Monday, December 11, 2006







This is the longer version (8 mins), complete with interviews from Ilha's top brass in Portuguese. It has music from Ilha's own Ali Faque, chosen by our Mozambican staff in TechnoServe.

After a long pause, here's some CHRISTMAS news!
It’s hard to feel Christmas time here, as it’s hot and sunny and in the North most of the population is Muslim (the big party of the end of Ramadan, “Eid”, has happened already). However, we will be in Maputo for Xmas eve where we hope to eat "bacalhau" and "bolo rei" (the Portuguese delicassies of the season)!

The project
Our work here is going well: we are in discussions with investors to bring hotels to this World Heritage Site Island and have secured the authorities support to convert landmark public buildings into historic hotels (including one beautiful neoclassical hospital, to be converted, while a new hospital for the local population is built nearby). The goal is for tourism to create 2000 jobs in the next 10 years, in a community of c. 50.000 people. We have started colaborating with an investor in the creation of a animal reserve and beach lodge. We are also trying to set an auction of ruins for foreign investors and use the proceeds to create a credit line for local residents to restore their houses.

The people
We have met some exceptional people, both island residents and foreigners that visit: the religious leader of the island, that tells us that during Ramadan men are not allowed to think about women other their wives (to which his wife promptly replies “yeah, it should be Ramadan everyday”); the curator of the African collection of the Bristish Museum going clubbing with the local Museum director; the enthusiastic conservation officer that has climber Kilimanjaro; the eminent historian that has been in the jury of the island “Fat Lady Competition”… reality and fantasy a bit more blurred around here!

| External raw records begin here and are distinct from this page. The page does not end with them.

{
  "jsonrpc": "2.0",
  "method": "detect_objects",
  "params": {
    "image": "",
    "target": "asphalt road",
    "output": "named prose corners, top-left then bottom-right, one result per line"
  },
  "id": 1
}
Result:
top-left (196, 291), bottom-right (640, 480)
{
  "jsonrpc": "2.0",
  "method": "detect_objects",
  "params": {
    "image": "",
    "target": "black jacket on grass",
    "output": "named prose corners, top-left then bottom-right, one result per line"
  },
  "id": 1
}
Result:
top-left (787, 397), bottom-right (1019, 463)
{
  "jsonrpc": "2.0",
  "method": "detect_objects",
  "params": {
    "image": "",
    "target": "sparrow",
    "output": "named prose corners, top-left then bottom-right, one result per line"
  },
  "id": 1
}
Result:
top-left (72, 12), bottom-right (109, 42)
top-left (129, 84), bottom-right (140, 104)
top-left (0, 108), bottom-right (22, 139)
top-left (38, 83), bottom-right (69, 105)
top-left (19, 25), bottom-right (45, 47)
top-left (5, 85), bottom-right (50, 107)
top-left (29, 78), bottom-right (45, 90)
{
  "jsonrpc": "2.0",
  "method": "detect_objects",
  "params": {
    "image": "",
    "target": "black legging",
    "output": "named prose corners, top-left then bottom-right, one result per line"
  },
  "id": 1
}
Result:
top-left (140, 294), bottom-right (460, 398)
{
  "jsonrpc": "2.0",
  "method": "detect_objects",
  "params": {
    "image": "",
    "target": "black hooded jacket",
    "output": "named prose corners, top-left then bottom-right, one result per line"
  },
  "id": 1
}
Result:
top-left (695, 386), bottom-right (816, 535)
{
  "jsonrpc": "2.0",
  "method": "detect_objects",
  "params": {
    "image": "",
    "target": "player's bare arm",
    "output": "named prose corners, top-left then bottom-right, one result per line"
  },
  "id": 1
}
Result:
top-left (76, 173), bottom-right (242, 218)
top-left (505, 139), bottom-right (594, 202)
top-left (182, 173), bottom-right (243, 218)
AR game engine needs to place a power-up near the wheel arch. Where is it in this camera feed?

Mozambicans are extremely hospitable and polite, and there is endless comedy moments on cultural differences and mutual curiosity (for example, “girlfriend” here is the name for mistress, as it is common for men to have a wife and (a) girlfriend(s), so people keep asking Rory, “if that is your girlfriend, where is your wife?”)

Island life
Island life is still fantastic, a mix of the slow rhythm of an African rural community and the eccentricities of the foreigners that have chosen to live here: there is a Sunday brunch and daiquiris in a restaurant owned by a Swedish lady; there’s G&T’s by the pool of a small charm hotel of Italian/French owners and fish gratin and mutton tagine in the French restaurant.
We must be the only people who have come here and gained weight (!!) despite our attempts at exercising and the recurrent stomach upset. Rory can now cook perfect coconut and seafood curries and (almost) speak Portuguese.

Rory has gotten malaria and I've gottern gastroenteritis (but we're fine now), we’ve been on the 8 o’clock news of TV Mozambique in an interview about our project (!!! V funny, one has to bear in mind that the other news were about “tomato farmers worried” and “vegetable oil saleswoman arrested”…:-)

The travel
After Zanzibar, we are still trying to make it to the most remote part of Mozambique, Lake Niassa, and will he be heading to Cape Town and Vic Falls for New Year's, for a final big trip!

Sunday, December 10, 2006






Sorry for the long time, no hear - November got surprisingly busy. The film above is (part of) what we've been doing. We shot and produced it on my laptop to show Ilha's potential to tourism investors. It gives a good impression of all the beautiful things on the island we live on, hope you like it!